The Pan-Africa telecoms company has teamed up with Microsoft to roll out AI-powered productivity and learning tools to millions of users across the continent, marking a major step in the continent’s shift from basic connectivity to full digital participation.



By ICT Journal.Africa Reporter


MTN Group CEO Ralph Mupita says the Microsoft partnership will help equip Africa’s youth with essential AI skills for the future.
MTN Group CEO Ralph Mupita says the Microsoft partnership will help equip Africa’s youth with essential AI skills for the future.

For years, Africa’s digital rise has been defined by one central question: how quickly can the continent transform simple connectivity into real opportunity?


With its young population, fast-growing tech adoption and hunger for new skills, the next chapter of Africa’s digital story hinges not just on access to the internet, but on access to the tools that shape modern work and learning.

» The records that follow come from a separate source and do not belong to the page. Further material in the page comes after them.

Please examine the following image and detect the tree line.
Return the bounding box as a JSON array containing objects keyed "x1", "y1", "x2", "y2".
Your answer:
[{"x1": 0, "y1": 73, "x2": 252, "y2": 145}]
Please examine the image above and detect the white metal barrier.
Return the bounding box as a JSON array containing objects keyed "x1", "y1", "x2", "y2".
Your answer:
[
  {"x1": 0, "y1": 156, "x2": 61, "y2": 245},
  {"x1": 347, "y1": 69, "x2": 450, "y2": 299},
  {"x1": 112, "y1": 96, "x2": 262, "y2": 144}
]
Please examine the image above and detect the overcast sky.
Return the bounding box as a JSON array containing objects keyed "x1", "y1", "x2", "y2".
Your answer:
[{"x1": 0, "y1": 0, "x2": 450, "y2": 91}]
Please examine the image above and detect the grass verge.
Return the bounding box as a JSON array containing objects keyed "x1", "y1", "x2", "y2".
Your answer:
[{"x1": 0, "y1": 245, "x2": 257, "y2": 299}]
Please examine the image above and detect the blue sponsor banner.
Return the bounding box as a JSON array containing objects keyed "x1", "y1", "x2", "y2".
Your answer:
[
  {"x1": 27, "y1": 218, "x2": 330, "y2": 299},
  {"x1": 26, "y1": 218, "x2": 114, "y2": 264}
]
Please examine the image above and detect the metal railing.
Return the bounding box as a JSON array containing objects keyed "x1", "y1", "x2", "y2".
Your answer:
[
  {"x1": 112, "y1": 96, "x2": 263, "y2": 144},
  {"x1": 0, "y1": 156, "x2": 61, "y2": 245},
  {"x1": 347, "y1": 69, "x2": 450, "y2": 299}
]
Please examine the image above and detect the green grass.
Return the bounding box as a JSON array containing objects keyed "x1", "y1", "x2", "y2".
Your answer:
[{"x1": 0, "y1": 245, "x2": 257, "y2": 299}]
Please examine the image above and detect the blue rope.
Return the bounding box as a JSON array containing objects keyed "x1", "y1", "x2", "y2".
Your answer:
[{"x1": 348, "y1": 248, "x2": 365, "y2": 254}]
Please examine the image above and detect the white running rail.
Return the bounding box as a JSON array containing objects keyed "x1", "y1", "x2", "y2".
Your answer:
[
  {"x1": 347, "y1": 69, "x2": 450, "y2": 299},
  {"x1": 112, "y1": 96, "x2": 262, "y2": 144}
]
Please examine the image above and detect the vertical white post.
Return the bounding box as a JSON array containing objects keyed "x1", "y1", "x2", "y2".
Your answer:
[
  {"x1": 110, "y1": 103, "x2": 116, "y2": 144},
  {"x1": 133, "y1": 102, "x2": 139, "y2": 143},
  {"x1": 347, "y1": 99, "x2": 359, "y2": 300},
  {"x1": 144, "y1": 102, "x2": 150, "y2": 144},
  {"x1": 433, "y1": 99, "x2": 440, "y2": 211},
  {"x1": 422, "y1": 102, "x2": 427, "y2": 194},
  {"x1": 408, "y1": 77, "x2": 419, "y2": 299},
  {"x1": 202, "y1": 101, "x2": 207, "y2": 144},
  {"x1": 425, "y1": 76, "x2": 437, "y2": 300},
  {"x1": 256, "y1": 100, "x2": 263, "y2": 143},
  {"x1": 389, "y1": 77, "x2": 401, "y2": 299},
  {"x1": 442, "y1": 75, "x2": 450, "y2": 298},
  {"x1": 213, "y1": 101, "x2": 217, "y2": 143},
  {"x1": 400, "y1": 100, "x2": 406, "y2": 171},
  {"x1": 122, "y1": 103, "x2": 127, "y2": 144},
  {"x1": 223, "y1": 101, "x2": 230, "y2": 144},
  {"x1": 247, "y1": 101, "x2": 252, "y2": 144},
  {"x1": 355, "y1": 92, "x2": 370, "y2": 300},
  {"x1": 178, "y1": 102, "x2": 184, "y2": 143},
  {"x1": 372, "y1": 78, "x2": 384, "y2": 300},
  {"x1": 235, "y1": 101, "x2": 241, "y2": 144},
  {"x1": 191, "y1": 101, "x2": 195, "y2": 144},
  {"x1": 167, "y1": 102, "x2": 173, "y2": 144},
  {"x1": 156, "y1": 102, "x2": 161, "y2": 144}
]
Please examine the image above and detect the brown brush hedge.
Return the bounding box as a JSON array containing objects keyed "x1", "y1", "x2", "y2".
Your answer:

In a move that positions the continent for that next phase, MTN Group, Africa’s largest mobile operator, has announced a far-reaching partnership with Microsoft to bring AI-powered productivity and learning tools closer to millions of Africans.


The announcement comes as MTN celebrates a historic milestone of 300 million customers across Africa and the Middle East, which reinforces the scale at which this collaboration could shift digital participation on the continent.


Through the partnership, the giant telco’s users in selected markets will gain access to Microsoft 365 Copilot, an AI assistant designed to simplify everyday tasks, spark creativity and make digital tools more accessible, even for first-time or low-skilled technology users. The rollout will also integrate Microsoft’s advanced security protections, helping safeguard users from phishing, data breaches and rising cyberthreats.


Ralph Mupita, MTN Group President and CEO, has celebrated the partnership as arriving at a defining moment for Africa’s economic future.


“Africa’s growth will increasingly be shaped by how effectively its people can participate in the digital economy. Africa is a young continent, and by 2040 will have the largest working population in the world. To ensure that this youth dividend yields positively, AI skills and capabilities will be essential. Our partnership with Microsoft strengthens that trajectory,” he said.


MTN and Microsoft are no strangers to collaboration. Over the past decade, they have partnered in South Africa, Nigeria, Ghana, Uganda and Côte d'Ivoire on cloud modernisation, cybersecurity training, data-centre expansion and digital-skills development. This new agreement is an escalation of those efforts, turning AI access into a mainstream offering rather than a specialised service.


Samer Abu-Ltaif, Microsoft President for Europe, Middle East and Africa, emphasised that the collaboration blends MTN’s local reach with Microsoft’s global innovation power.


“Our collaboration with MTN reflects our shared goal to enable people to learn, create, and participate meaningfully in the digital economy. By bringing Copilot to millions of MTN customers, we are helping unlock new opportunities for learning and innovation across Africa,” he said.


The phased rollout begins in early 2026, expanding to additional MTN markets thereafter.


For MTN, the initiative also aligns with its long-term strategy to embed AI into its network and services, enabling practical solutions that boost inclusion, raise digital skills and support socioeconomic growth across the continent.